This past weekend was my living history group's annual trek to the Museum of the Confederacy in Richmond, VA. As always, this weekend turns into an opportunity to do a little site-seeing as well. In that spirit, I struck out on my own Friday and visited Pamplin Park for the first time. I went there both out of personal and professional interest. I've always wanted to go there, and have talked to Executive Director A. Wilson Greene in the past about working there. Also, my supervisor has discussed taking a field trip there with our Civil War site managers to see what kinds of ideas we can get as we lead up to the Civil War sesquicentennial. Pamplin Park was not exactly what I expected (not saying that's good or bad). I thoroughly enjoyed my visit, spent the majority of my day there, and am very grateful for the time that their staff spent talking with me. I had some truly genuine and useful interactions with some of their interpreters and other staff. It was one of the better visitor experiences I've had recently.
We had a good day at the MOC on Saturday, visiting with approximately 300 folks. In my experience, most of the visitors at the MOC are extremely interested, inquisitive, and generally well-educated and intelligent. I've had many engaging conversations at that museum over the past three years. On Saturday evening before heading to supper our merry little band stopped by Drewry's Bluff (an annual pilgrimage). As always, its just a spectacular site and I never cease to be amazed when I go there.

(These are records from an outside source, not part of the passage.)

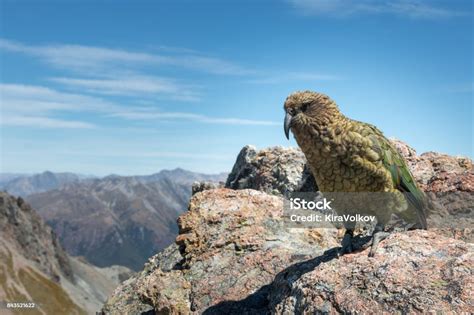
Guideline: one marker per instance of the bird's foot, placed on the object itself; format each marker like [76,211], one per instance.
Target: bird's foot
[377,237]
[346,244]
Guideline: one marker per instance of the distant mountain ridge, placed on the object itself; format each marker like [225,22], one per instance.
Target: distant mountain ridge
[26,184]
[35,268]
[119,220]
[23,185]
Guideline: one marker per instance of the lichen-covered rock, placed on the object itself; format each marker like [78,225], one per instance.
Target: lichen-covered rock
[235,255]
[274,170]
[413,272]
[232,244]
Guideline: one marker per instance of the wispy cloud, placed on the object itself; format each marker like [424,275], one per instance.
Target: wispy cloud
[43,122]
[35,106]
[133,85]
[155,115]
[92,59]
[294,76]
[30,99]
[342,8]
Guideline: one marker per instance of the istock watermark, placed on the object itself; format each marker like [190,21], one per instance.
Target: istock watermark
[336,209]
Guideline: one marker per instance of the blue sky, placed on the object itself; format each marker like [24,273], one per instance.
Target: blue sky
[135,87]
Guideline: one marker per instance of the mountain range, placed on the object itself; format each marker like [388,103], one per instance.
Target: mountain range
[35,268]
[115,220]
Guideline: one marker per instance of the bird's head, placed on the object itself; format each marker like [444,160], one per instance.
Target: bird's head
[303,108]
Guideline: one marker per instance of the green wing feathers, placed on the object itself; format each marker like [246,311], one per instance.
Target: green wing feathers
[402,178]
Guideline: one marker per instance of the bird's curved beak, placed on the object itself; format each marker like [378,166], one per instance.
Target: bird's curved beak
[287,125]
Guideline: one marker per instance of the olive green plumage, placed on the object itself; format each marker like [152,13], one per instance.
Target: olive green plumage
[346,155]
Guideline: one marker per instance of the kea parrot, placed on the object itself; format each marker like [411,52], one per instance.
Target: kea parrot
[349,156]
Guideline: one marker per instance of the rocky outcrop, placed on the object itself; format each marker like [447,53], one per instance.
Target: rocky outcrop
[276,170]
[412,272]
[231,244]
[436,172]
[235,254]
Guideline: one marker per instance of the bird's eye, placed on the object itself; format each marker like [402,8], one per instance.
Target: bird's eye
[305,106]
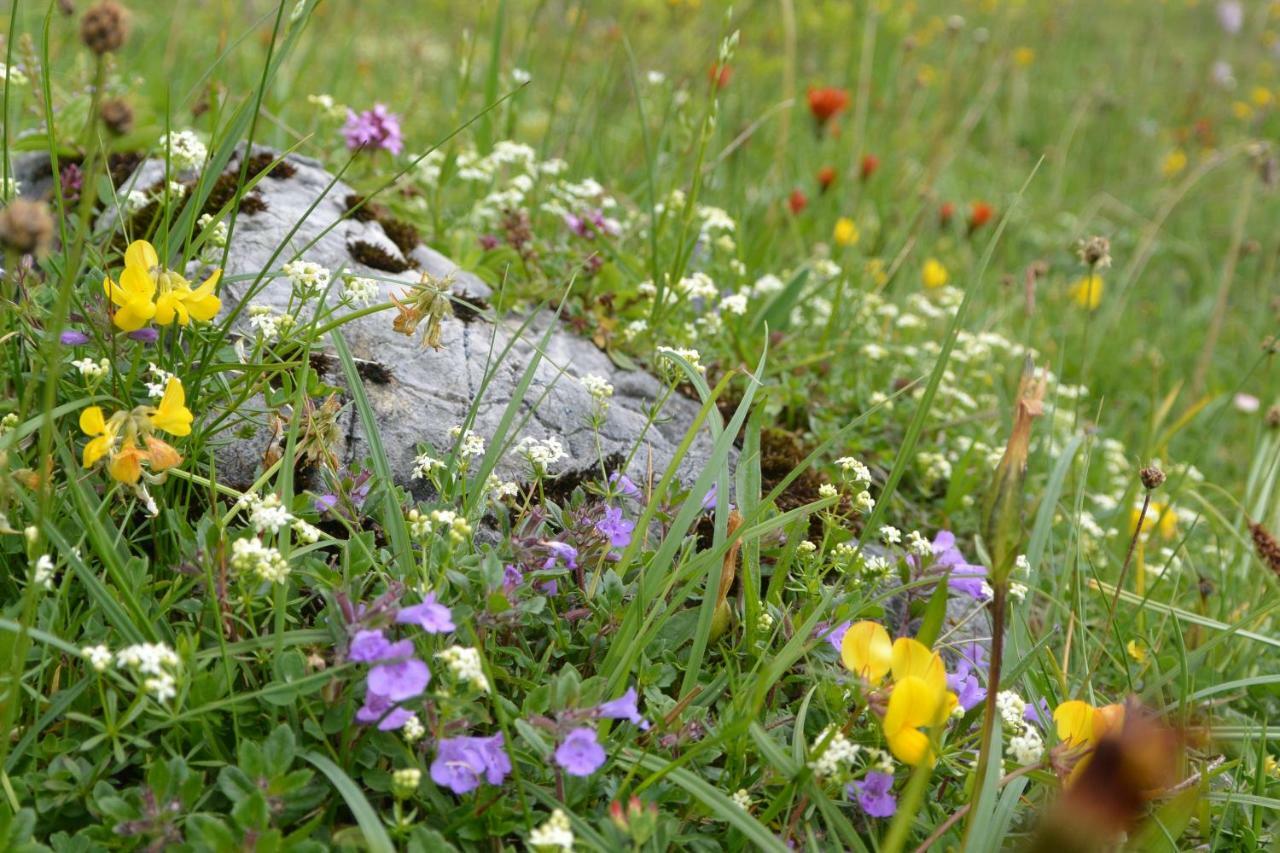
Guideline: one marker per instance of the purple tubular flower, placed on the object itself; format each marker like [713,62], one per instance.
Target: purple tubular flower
[430,616]
[580,755]
[147,334]
[616,528]
[460,762]
[874,794]
[398,682]
[375,128]
[383,711]
[73,338]
[624,483]
[625,707]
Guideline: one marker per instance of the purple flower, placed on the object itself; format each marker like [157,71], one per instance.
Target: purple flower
[400,680]
[375,128]
[624,483]
[460,762]
[874,794]
[380,710]
[430,616]
[625,707]
[149,334]
[580,755]
[616,528]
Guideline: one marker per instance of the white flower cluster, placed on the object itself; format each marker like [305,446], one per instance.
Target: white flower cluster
[155,662]
[357,290]
[837,757]
[92,372]
[464,662]
[305,277]
[540,454]
[250,556]
[556,834]
[186,150]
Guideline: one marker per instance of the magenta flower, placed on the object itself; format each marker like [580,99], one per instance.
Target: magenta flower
[874,794]
[373,129]
[580,755]
[461,761]
[430,616]
[616,528]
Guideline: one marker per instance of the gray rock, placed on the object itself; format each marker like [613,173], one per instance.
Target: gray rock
[420,393]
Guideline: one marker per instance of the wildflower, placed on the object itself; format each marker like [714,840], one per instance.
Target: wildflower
[874,794]
[826,103]
[184,149]
[1174,163]
[464,664]
[554,834]
[461,762]
[846,232]
[149,291]
[26,227]
[580,753]
[1087,292]
[933,274]
[97,656]
[376,128]
[616,528]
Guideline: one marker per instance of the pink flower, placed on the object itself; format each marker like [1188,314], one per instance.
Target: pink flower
[375,128]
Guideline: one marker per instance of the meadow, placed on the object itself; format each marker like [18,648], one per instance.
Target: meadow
[954,327]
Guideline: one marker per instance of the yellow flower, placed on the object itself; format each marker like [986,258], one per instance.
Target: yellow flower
[1087,292]
[867,651]
[172,415]
[1174,163]
[933,274]
[846,232]
[1159,518]
[149,291]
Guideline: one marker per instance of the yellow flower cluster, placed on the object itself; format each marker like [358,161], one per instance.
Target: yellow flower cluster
[117,438]
[919,696]
[146,291]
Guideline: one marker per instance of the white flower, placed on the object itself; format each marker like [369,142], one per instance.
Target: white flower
[186,151]
[42,574]
[464,662]
[251,556]
[92,370]
[554,834]
[97,656]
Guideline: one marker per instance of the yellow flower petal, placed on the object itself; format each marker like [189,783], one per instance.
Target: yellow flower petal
[92,422]
[172,415]
[867,651]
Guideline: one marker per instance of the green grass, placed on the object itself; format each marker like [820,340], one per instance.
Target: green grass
[1070,121]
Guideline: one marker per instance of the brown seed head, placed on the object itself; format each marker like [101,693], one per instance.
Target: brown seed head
[26,227]
[117,115]
[104,27]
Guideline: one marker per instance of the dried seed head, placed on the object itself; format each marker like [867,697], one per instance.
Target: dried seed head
[26,227]
[1151,478]
[1266,546]
[1096,252]
[105,27]
[117,115]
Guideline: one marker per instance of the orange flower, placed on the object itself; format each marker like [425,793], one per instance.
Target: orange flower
[826,103]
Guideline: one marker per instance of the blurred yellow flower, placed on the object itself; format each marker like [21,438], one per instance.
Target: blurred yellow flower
[1087,292]
[846,232]
[1174,163]
[935,274]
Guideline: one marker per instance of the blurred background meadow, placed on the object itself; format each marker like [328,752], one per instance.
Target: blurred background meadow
[896,208]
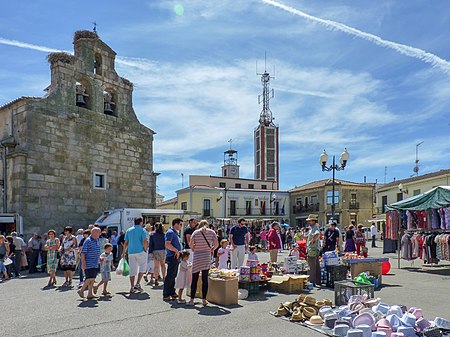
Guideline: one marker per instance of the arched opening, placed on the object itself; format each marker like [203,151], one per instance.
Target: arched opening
[98,64]
[109,103]
[82,95]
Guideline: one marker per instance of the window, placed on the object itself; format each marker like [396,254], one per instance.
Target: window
[262,209]
[206,207]
[353,202]
[100,181]
[232,207]
[276,206]
[384,202]
[109,103]
[98,64]
[330,197]
[248,207]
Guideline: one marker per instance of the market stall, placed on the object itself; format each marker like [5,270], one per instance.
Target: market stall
[421,225]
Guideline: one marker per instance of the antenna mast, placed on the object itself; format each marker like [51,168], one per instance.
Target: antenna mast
[266,118]
[416,168]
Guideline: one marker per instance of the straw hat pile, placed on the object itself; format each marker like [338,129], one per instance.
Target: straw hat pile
[303,308]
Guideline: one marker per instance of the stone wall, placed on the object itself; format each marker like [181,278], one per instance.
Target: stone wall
[61,145]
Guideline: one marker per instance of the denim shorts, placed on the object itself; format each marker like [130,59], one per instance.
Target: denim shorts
[90,273]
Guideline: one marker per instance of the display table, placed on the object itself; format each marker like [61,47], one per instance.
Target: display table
[290,284]
[223,291]
[372,265]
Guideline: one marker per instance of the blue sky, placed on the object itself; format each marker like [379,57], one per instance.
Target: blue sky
[378,85]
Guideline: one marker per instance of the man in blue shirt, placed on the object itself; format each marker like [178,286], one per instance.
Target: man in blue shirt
[173,248]
[90,255]
[239,237]
[136,243]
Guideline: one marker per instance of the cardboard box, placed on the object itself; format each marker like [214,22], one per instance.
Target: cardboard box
[288,283]
[374,268]
[223,291]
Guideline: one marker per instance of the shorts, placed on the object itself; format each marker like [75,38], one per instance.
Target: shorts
[90,273]
[159,254]
[137,261]
[2,266]
[106,276]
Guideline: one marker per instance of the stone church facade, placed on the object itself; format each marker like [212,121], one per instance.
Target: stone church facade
[80,149]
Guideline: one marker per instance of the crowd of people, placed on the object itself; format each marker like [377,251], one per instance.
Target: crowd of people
[176,257]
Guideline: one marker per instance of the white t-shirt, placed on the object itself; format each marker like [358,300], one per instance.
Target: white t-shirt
[224,257]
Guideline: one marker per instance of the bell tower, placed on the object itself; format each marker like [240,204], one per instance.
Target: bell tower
[266,147]
[230,167]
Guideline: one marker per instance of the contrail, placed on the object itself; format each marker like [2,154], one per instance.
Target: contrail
[417,53]
[25,45]
[140,63]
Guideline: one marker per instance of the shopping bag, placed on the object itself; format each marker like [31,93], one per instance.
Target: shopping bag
[119,270]
[126,268]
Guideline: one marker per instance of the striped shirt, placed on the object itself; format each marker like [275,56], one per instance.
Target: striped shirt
[91,251]
[202,249]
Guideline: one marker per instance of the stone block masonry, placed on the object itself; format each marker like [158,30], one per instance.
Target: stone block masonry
[61,145]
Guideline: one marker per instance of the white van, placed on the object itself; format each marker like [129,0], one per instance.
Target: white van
[123,218]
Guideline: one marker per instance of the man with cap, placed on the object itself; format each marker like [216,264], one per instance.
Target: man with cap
[313,250]
[331,237]
[187,236]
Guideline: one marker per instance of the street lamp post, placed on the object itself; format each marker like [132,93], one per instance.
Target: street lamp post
[334,167]
[272,199]
[221,195]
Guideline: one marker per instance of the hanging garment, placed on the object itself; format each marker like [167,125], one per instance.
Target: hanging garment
[447,217]
[406,247]
[415,246]
[435,220]
[442,217]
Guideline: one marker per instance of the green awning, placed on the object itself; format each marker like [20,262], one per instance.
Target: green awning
[437,197]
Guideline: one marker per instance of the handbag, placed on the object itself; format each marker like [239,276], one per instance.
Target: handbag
[313,251]
[210,245]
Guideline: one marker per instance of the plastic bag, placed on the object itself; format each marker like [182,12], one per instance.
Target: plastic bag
[126,268]
[119,270]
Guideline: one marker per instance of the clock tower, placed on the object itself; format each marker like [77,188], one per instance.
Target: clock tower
[266,138]
[230,167]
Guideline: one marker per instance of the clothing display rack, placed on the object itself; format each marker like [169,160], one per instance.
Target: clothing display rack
[421,225]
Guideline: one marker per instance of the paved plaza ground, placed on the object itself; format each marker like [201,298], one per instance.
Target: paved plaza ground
[30,309]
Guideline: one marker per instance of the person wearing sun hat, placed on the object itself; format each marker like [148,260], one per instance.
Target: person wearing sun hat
[313,250]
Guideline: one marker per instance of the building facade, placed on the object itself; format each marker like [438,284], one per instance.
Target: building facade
[401,189]
[353,202]
[78,150]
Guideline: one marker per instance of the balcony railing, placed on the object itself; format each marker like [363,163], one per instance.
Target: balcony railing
[308,208]
[253,211]
[207,213]
[353,205]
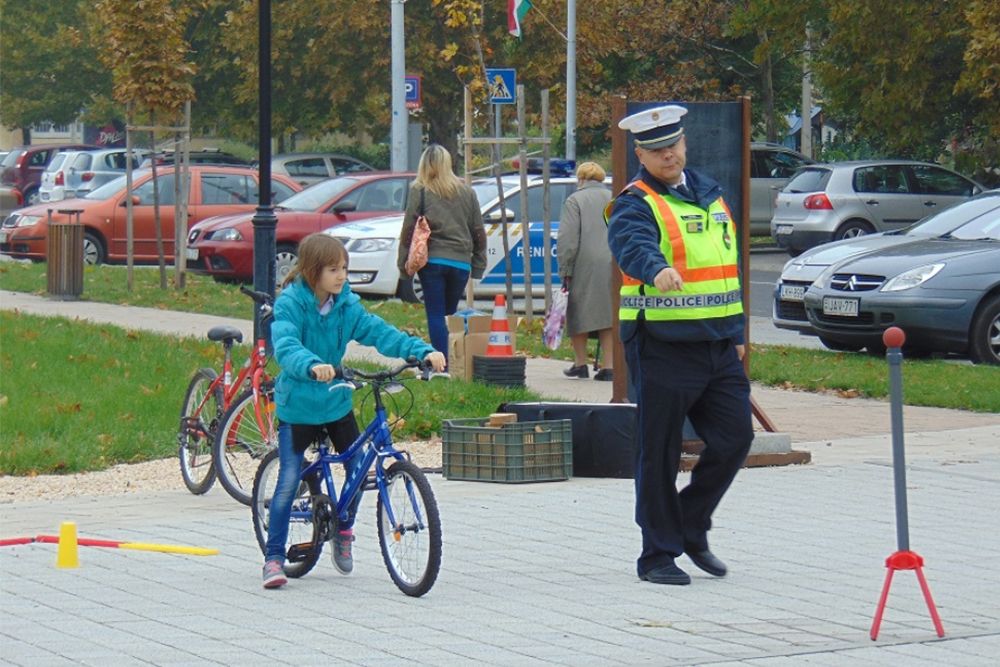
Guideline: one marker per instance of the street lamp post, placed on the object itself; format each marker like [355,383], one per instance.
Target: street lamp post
[264,220]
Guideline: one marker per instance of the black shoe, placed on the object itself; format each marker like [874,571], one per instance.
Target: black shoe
[707,561]
[667,574]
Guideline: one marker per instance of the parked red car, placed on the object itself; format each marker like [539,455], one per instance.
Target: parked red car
[222,247]
[213,191]
[22,167]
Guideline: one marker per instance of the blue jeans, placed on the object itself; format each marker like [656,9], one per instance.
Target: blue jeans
[290,458]
[443,287]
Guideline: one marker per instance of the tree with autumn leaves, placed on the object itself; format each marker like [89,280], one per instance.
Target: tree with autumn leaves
[906,78]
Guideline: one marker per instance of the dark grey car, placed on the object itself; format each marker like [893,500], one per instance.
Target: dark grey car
[309,168]
[944,292]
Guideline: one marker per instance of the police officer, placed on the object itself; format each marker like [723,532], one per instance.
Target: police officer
[682,326]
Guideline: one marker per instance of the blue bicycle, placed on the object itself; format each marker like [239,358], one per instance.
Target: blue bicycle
[409,525]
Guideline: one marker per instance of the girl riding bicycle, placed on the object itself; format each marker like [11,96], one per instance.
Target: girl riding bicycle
[315,317]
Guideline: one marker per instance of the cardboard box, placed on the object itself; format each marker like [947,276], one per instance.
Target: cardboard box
[465,344]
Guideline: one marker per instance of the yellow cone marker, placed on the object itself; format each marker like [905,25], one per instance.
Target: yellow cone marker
[68,555]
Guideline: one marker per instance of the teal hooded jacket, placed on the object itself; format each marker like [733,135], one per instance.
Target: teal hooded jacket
[302,338]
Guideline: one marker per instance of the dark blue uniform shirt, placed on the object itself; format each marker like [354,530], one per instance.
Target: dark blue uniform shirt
[634,238]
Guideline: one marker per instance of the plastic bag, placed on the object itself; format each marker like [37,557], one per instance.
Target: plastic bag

Sunday morning we decided to head over to Tredegar Iron Works to the National Park Service's battlefield visitors center. That's also one of our favorite sites. What was new since we were last there is the American Civil War Center. Though the exhibits in this new museum are impressive, it was very disappointing to me on a couple of levels. The name is misleading, as is their claim to tell a complete and balanced story. The exhibits from beginning to end are mainly about slavery, African American involvement in the war, and the legacy of the war on blacks in America. I don't have a problem with that at all, but I feel that they should just say that up front. In their opening video they claim to be telling the complete and balanced story of the war, but that is far from true. Very little of the Confederate story is told, though they do have one Confederate flag and a couple of Confederate coats (tokens at best). Not much more of the Union story is told past how the war effected the nation's African Americans. In no way is this museum presenting a complete story, nor a balanced one. Intellectually and visually this is a great museum; it simply falls short of its claims. It should more appropriately be called the Museum of the Civil War and its Legacy as it Effected America's African American Population (or some such thing). One of the coolest exhibits in this museum was a small display on the Civil War in American Pop Culture which featured Lee and Grant bobblehead dolls and the Dukes of Hazzard car, General Lee. My final analysis is that though this museum is very stimulating, it is horribly mislabeled and not at all what visitors will expect when they visit. Their claims to completeness and balance of story are terribly false.